New book by Adhil Shetty and A.R. Hemant will be immensely helpful to everyone grappling with complexities of investment world
The Bee, The Beetle and The Money Bug: The Bankbazaar Guide to the Financial World
By Adhil Shetty with A.R. Hemant
Rupa, 272 pages, Rs 395
I was fifty when I came to hear of ‘term plan’ for the first time. By then I had purchased so many investment-oriented life policies that I had forgotten the count. Also, by then, this new knowledge was nearly useless for me. The point is, if we admit that money has an important role to play in our lives, and if we plan quite seriously how to make it and how to spend it, how come we are so casual about how to save it, how to, let’s say, nurture it. So I join many who wish they had read this book earlier, in the twenties.
We toil hard to earn the money, and after that we are so tired that we find anything related to its safe-keeping, its maintenance very taxing. We spend hour every day to accumulate it, but many of us are loathe to spend even an hour even once a year to go through the paperwork. I am sure I am not alone when it comes to procrastinating anything related to (a) doing the homework for tax returns, (b) searching for lapsed policies, (c) writing to registrars or agencies about any change in the documents, (d) doing research before saying yes to the first marketing executive selling you a life insurance or a similar financial product, and so on.
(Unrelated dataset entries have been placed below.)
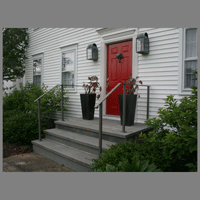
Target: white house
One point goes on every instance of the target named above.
(167, 69)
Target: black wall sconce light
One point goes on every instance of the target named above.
(119, 56)
(142, 43)
(92, 52)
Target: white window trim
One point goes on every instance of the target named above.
(181, 89)
(38, 56)
(65, 49)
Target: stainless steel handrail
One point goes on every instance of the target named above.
(62, 107)
(100, 105)
(39, 113)
(46, 93)
(108, 94)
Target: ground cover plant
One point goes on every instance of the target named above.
(20, 113)
(171, 146)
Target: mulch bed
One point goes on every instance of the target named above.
(10, 149)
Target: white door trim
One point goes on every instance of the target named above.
(114, 35)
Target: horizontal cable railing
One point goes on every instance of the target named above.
(100, 105)
(62, 104)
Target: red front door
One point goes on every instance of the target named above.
(117, 73)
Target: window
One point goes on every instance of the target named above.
(190, 57)
(37, 71)
(69, 55)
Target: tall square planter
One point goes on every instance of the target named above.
(87, 105)
(130, 109)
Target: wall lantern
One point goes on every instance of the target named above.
(92, 52)
(142, 43)
(119, 56)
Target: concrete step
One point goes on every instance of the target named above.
(81, 142)
(91, 131)
(72, 158)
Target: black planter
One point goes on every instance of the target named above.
(130, 109)
(87, 104)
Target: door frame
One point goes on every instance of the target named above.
(115, 35)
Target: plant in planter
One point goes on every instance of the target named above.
(92, 91)
(131, 99)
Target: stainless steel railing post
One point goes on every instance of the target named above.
(147, 102)
(62, 108)
(39, 120)
(124, 107)
(100, 128)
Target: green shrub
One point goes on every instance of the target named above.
(115, 154)
(20, 113)
(136, 165)
(172, 145)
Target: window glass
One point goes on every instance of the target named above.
(190, 63)
(68, 67)
(37, 68)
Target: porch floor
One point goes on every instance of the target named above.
(109, 126)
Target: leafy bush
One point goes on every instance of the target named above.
(20, 113)
(172, 145)
(115, 154)
(136, 165)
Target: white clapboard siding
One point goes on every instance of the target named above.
(159, 69)
(49, 41)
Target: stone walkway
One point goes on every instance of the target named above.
(32, 162)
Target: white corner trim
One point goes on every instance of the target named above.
(180, 63)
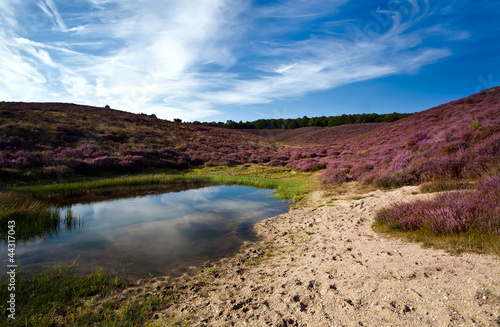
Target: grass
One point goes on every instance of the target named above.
(467, 220)
(451, 242)
(62, 297)
(32, 218)
(446, 185)
(287, 185)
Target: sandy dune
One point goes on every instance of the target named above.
(324, 266)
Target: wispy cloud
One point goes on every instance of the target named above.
(188, 58)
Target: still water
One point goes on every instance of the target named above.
(154, 234)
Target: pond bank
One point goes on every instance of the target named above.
(324, 266)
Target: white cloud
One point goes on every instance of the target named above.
(186, 58)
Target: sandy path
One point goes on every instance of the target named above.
(324, 266)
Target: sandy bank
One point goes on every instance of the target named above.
(324, 266)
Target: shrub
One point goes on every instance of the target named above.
(451, 212)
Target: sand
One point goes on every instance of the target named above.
(322, 265)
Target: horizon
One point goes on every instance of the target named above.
(248, 60)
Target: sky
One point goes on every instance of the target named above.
(218, 60)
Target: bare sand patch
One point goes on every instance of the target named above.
(324, 266)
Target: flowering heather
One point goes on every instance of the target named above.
(460, 139)
(451, 212)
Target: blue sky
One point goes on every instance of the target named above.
(246, 60)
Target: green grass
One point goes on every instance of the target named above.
(62, 297)
(32, 218)
(452, 243)
(446, 185)
(291, 188)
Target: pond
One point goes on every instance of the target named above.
(158, 234)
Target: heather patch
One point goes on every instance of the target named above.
(475, 213)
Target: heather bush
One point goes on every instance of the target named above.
(335, 176)
(475, 211)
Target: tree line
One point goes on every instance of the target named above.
(292, 123)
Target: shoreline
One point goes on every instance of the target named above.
(322, 265)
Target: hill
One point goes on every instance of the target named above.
(460, 139)
(55, 140)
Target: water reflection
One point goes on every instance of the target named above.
(157, 234)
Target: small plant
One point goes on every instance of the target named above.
(475, 125)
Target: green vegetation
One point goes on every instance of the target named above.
(288, 186)
(32, 217)
(446, 185)
(305, 121)
(450, 242)
(466, 220)
(61, 297)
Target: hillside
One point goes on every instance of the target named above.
(460, 139)
(53, 140)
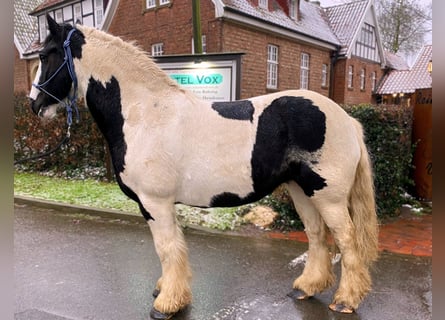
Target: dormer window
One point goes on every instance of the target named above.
(292, 9)
(263, 4)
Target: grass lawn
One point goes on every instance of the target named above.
(86, 192)
(104, 195)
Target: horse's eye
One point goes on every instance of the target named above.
(43, 57)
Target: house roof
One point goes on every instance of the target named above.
(47, 4)
(345, 20)
(396, 62)
(25, 26)
(312, 21)
(407, 81)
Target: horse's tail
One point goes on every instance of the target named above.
(362, 205)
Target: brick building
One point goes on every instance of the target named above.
(286, 44)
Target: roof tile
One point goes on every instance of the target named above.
(344, 20)
(407, 81)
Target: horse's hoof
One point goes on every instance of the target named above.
(156, 293)
(157, 315)
(298, 294)
(339, 307)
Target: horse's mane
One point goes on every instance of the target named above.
(139, 56)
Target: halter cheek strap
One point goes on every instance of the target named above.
(68, 61)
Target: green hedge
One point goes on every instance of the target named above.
(83, 155)
(387, 130)
(388, 137)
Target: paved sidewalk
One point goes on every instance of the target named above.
(409, 233)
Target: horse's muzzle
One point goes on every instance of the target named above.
(34, 106)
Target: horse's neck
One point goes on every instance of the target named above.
(103, 59)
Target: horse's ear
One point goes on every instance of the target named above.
(53, 27)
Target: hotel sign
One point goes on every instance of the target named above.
(210, 79)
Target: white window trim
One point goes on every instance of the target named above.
(324, 75)
(203, 42)
(272, 67)
(292, 9)
(98, 13)
(263, 4)
(373, 80)
(157, 49)
(149, 4)
(362, 79)
(77, 16)
(350, 77)
(304, 71)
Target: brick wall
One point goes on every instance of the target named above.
(254, 63)
(171, 25)
(24, 72)
(21, 82)
(354, 95)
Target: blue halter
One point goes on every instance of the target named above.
(68, 61)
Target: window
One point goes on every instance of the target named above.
(304, 71)
(204, 44)
(42, 28)
(350, 77)
(373, 81)
(262, 4)
(157, 49)
(366, 46)
(362, 79)
(78, 13)
(272, 67)
(99, 12)
(324, 75)
(292, 9)
(59, 16)
(150, 4)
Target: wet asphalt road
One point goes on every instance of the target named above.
(73, 265)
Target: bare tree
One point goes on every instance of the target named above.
(403, 24)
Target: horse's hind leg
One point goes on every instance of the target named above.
(317, 274)
(173, 288)
(355, 280)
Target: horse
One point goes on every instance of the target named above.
(169, 146)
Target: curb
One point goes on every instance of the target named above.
(105, 213)
(108, 213)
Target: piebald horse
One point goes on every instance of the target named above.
(168, 146)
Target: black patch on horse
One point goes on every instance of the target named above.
(106, 108)
(288, 128)
(236, 110)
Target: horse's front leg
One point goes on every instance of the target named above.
(173, 288)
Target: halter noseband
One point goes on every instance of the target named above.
(68, 61)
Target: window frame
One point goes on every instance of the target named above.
(157, 49)
(263, 4)
(304, 70)
(362, 79)
(324, 75)
(272, 66)
(203, 42)
(373, 81)
(154, 4)
(350, 77)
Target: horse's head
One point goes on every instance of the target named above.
(55, 74)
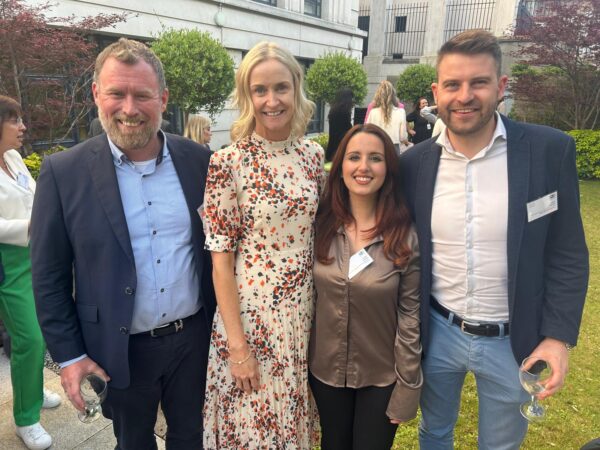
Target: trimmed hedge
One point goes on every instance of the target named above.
(34, 161)
(322, 139)
(588, 153)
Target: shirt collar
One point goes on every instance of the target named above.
(119, 157)
(499, 133)
(342, 232)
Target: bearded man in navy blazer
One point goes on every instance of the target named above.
(504, 264)
(122, 282)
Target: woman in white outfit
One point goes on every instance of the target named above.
(389, 117)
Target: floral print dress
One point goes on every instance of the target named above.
(260, 201)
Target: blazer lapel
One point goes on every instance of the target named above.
(103, 176)
(518, 160)
(426, 176)
(430, 160)
(192, 182)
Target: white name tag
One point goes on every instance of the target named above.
(542, 206)
(358, 262)
(22, 180)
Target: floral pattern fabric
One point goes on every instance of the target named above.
(260, 201)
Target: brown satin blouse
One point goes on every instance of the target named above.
(366, 329)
We all have paid the price for this.
A bit of financial discipline, basic knowledge of investment options and some idea about the larger economic picture: that’s not difficult to have these days thanks to the proliferation of information on the internet. Maybe, it is difficult to sift through all of them, though. That is why this book, by reputed pros, is a must-read for those who need a jargon-free guide to make the well-earned money work for us. (Adhil Shetty is CEO and co-founder of BankBazaar.com, one of the most widely read columnists on personal finance, and also a co-chair of the FICCI Fintech Committee. Co-author A.R. Hemant, head of communications at BankBazaar, is a journalist by training.)
For the sake of presentation, it has a devised a ‘5S Pyramid’, inspired by Abraham Maslow’s famous ‘Hierarchy of Needs’. Thus, the money aspect of our life can be broken down into easy-to-grapple-with stages:
Save (savings, FDs, liquid MFs)
Secure (insurance, health, term, vehicle, property)
Savour (credit card, personal loan, BNPL)
Strengthen (home, assets, investments)
And Serenity (credit score, debt-free assets, retirement)
The reader is guided through the plethora of topics using this helpful grid. Complementing it are the worksheets at the end for self-assessment. The book concludes with a small note on ‘Systematic Kindness Plan’ – the best advice if we are sensitive to our social responsibility as well as our spiritual potential.